Trinity’s tulip began to burn even more fiercely, and she stumbled back, struggling to stay upright against the sudden increase of pain. What was wrong with her? She clawed it, trying to dig it out of her skin, but it was getting worse.
“You son of a bitch.” Death suddenly appeared out of apparently nothing and he body-slammed Napoleon into the pillar. “You arrogant bastard, trying to steal Gram’s smut monster.”
Blaine dumped a handful of sand into the monster’s ear, then sprinted back for more mud. Jarvis next. Then Nigel. Napoleon and Death fist fighting like a couple of drunken frat boys, even down to their spotless suits.
The man on the ground stirred and groaned, and he began to ooze blackness.
Pain stabbed through her from the tulip, and Trinity clutched at her mark as Chammie’s eyes opened. There was nothing human in them at all. Just raw, brutal death. “Blaine! It’s awake—”
Something hit her hard between the shoulders. Trinity pitched forward onto her hands, and then someone grabbed her ankles and began hauling her across the dirt. She twisted around and saw two gorgeous women manhandling her.
One of them looked up and Trinity went ice cold when she saw those emerald eyes.

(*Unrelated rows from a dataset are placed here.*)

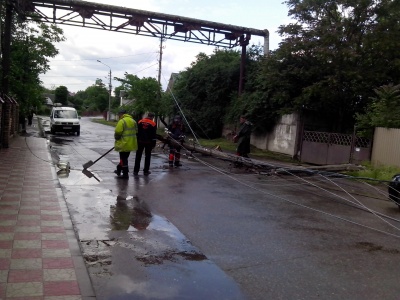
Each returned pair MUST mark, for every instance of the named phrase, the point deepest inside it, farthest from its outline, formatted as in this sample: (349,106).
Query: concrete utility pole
(109,92)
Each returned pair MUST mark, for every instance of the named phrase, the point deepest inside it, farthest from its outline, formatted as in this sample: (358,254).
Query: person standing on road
(30,117)
(125,142)
(176,132)
(146,137)
(243,137)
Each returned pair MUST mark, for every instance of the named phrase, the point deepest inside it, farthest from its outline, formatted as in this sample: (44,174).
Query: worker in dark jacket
(146,138)
(176,132)
(243,137)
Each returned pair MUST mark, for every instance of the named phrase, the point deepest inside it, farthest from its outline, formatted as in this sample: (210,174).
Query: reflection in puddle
(59,141)
(74,177)
(127,213)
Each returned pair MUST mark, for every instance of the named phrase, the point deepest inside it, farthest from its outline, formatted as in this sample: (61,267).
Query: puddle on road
(59,141)
(74,177)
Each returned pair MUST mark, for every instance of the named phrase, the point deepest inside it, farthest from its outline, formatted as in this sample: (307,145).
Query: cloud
(76,66)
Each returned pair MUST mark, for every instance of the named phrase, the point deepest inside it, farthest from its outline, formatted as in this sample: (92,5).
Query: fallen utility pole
(217,153)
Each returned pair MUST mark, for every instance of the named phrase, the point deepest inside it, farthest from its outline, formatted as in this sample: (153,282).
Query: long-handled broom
(91,163)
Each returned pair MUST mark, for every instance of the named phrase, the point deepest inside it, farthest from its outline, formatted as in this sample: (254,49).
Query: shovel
(91,163)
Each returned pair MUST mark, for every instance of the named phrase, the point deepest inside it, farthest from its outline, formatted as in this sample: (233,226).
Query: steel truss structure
(139,22)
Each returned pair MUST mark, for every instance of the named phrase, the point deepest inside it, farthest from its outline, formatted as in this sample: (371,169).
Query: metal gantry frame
(138,22)
(129,21)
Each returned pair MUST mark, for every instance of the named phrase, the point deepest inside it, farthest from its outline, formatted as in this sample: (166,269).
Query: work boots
(124,170)
(118,170)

She had sudden, vivid recall of watching spiders crawl through her skin, of feeling venom burn through her cells, of those eyes watching her, ruthless, without mercy, without care.
They were the eyes she saw in the mirror each time she went to bed at night. “It’s you,” she whispered. “You’re the witch. I dream of you.”
The woman smiled. “Hello, my darling. It’s been too long.”
Trinity opened her mouth to scream and the woman flicked a pinkie at her. Her mouth was suddenly filled with slippery balls. She gagged and spit a mouthful of grapes out onto the dirt.
“Grapes?” The other woman sounded surprised. “What happened to acid-laced needles?”
“She’s one of my girls, Mari. You know I limit torturing to the bare necessity when it comes to my darlings.”